Gli ospiti e i turisti potevano trovare ospitalità presso l’albergo Stella d’Italia che aveva 8 stanze con 3 letti. Sette erano le locande: Al Cavallino (9 stanze con 15 letti), Alla Rocca (5 stanze con 8 letti), Canola (1 stanza con 3 letti), Due Mori (2 stanze con 4 letti), Giurin (4 stanze con 5 letti), Paradiso (4 stanze con 5 letti), Trieste italiana (2 stanze con 4 letti).
Le insufficienze organizzative del Comune
Tra le carenze, ricordate spesso dal podestà, venivano citate oltre alla scarsa attenzione del Comune verso le opere e istituzioni del regime (Balilla, Ente opere assistenziali), la mancanza di un campo sportivo e la situazione economica delle congregazioni di carità che “gareggiavano in povertà col Comune”. Tre vigili urbani dovevano bastare per 17.000 abitanti. Oltre ai normali servizi, i vigili sorvegliavano il mercato – che era il maggiore della provincia – e disciplinavano “il grande movimento automobilistico che vi era a Monselice”.

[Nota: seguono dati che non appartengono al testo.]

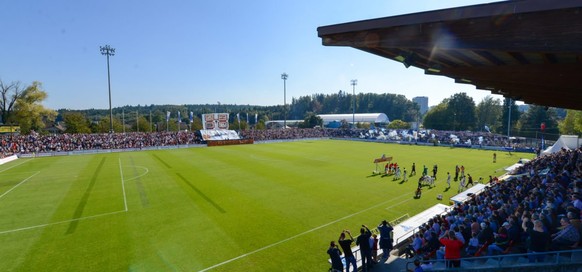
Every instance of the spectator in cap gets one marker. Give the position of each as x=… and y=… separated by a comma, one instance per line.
x=576, y=201
x=335, y=256
x=568, y=236
x=346, y=245
x=385, y=238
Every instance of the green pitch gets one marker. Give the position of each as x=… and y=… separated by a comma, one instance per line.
x=262, y=207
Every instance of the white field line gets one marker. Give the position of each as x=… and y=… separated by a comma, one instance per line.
x=123, y=185
x=306, y=232
x=15, y=165
x=57, y=223
x=145, y=168
x=19, y=184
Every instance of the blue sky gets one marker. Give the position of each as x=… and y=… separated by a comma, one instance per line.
x=202, y=52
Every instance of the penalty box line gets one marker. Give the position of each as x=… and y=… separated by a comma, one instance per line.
x=15, y=165
x=122, y=185
x=20, y=183
x=305, y=232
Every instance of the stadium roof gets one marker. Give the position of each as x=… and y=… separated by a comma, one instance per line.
x=527, y=50
x=358, y=117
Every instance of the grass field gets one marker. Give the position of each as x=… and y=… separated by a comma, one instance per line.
x=262, y=207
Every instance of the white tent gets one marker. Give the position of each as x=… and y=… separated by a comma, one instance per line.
x=358, y=117
x=565, y=141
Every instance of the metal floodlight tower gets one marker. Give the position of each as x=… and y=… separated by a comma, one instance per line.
x=108, y=51
x=284, y=77
x=354, y=83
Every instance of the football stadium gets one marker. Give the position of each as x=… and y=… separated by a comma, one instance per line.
x=331, y=197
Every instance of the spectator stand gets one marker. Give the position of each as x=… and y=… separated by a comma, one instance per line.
x=468, y=194
x=404, y=228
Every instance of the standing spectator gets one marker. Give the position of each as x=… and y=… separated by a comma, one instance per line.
x=385, y=238
x=417, y=267
x=374, y=246
x=485, y=235
x=335, y=256
x=576, y=202
x=452, y=249
x=473, y=245
x=346, y=245
x=470, y=180
x=364, y=242
x=538, y=240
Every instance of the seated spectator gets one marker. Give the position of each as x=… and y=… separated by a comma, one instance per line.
x=501, y=242
x=568, y=235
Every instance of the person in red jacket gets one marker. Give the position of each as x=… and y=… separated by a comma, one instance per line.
x=452, y=249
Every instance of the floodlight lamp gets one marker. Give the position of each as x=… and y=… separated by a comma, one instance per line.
x=409, y=60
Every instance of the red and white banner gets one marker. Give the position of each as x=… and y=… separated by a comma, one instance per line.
x=215, y=121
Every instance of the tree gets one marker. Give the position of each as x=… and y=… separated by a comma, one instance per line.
x=572, y=123
x=142, y=125
x=530, y=122
x=9, y=93
x=104, y=125
x=29, y=113
x=311, y=120
x=76, y=122
x=508, y=105
x=488, y=113
x=462, y=108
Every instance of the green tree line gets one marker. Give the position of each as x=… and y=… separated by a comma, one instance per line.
x=22, y=106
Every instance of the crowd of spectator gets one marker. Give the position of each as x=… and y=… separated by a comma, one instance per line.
x=534, y=213
x=38, y=143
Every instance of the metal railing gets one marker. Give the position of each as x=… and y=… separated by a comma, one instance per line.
x=504, y=261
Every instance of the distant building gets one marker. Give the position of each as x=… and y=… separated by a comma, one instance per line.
x=422, y=101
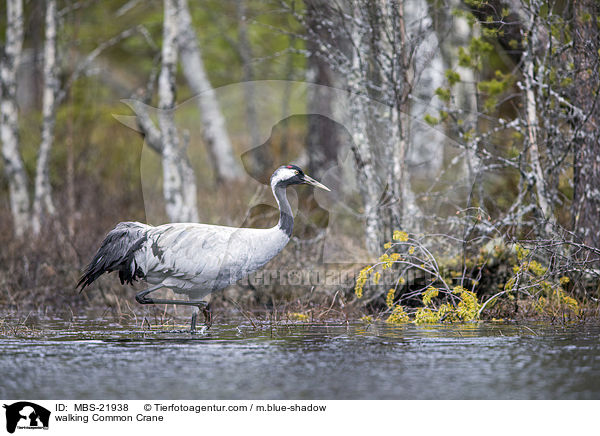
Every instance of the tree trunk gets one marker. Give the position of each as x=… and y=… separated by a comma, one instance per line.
x=177, y=205
x=531, y=115
x=42, y=201
x=245, y=51
x=9, y=118
x=323, y=143
x=586, y=198
x=226, y=167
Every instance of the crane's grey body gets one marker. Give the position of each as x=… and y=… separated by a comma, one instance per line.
x=197, y=259
x=194, y=259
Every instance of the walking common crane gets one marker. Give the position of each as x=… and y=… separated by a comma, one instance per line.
x=195, y=259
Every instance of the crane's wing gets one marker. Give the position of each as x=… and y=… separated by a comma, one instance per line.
x=190, y=255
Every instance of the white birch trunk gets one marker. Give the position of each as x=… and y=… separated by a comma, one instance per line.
x=245, y=51
x=226, y=167
x=532, y=126
x=363, y=155
x=42, y=201
x=177, y=202
x=9, y=118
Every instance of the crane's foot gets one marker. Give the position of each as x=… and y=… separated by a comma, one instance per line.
x=202, y=306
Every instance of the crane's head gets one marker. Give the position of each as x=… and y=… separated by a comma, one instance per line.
x=292, y=175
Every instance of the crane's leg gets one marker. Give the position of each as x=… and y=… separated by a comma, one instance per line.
x=201, y=305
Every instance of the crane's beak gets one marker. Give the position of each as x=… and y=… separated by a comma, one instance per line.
x=309, y=180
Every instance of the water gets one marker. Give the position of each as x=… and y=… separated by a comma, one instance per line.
x=99, y=360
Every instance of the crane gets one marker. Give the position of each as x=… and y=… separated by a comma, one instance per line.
x=194, y=259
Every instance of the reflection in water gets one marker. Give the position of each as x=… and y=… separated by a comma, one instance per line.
x=337, y=361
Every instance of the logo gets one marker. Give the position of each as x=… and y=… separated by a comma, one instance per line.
x=26, y=415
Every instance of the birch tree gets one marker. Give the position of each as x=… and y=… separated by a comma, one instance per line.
x=586, y=201
x=226, y=167
x=42, y=201
x=9, y=118
x=180, y=203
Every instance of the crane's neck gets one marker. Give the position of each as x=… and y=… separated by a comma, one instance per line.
x=286, y=218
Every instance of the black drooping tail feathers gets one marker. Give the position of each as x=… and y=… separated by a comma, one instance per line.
x=117, y=253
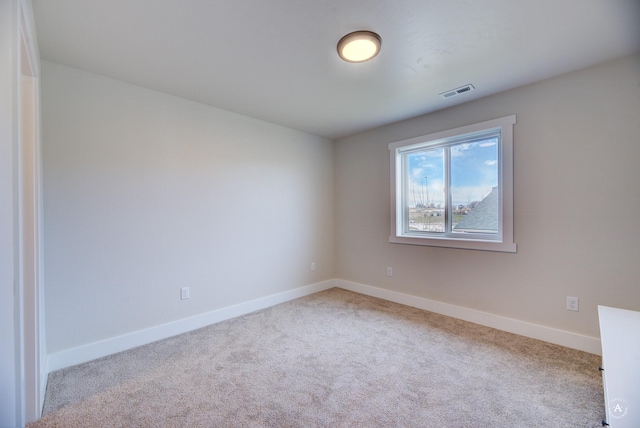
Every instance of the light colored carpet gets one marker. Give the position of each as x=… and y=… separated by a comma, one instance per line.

Ma il maggior problema riguardava la mancanza dell’acqua potabile. Il 26 giugno 1938 il podestà comunicava alla direzione della sanità militare che “l’approvvigionamento idrico era fatto per la maggior parte utilizzando comuni pozzi in muratura e artesiani. L’acqua non era potabile ovunque […] e c’era qualche caso di tifo”.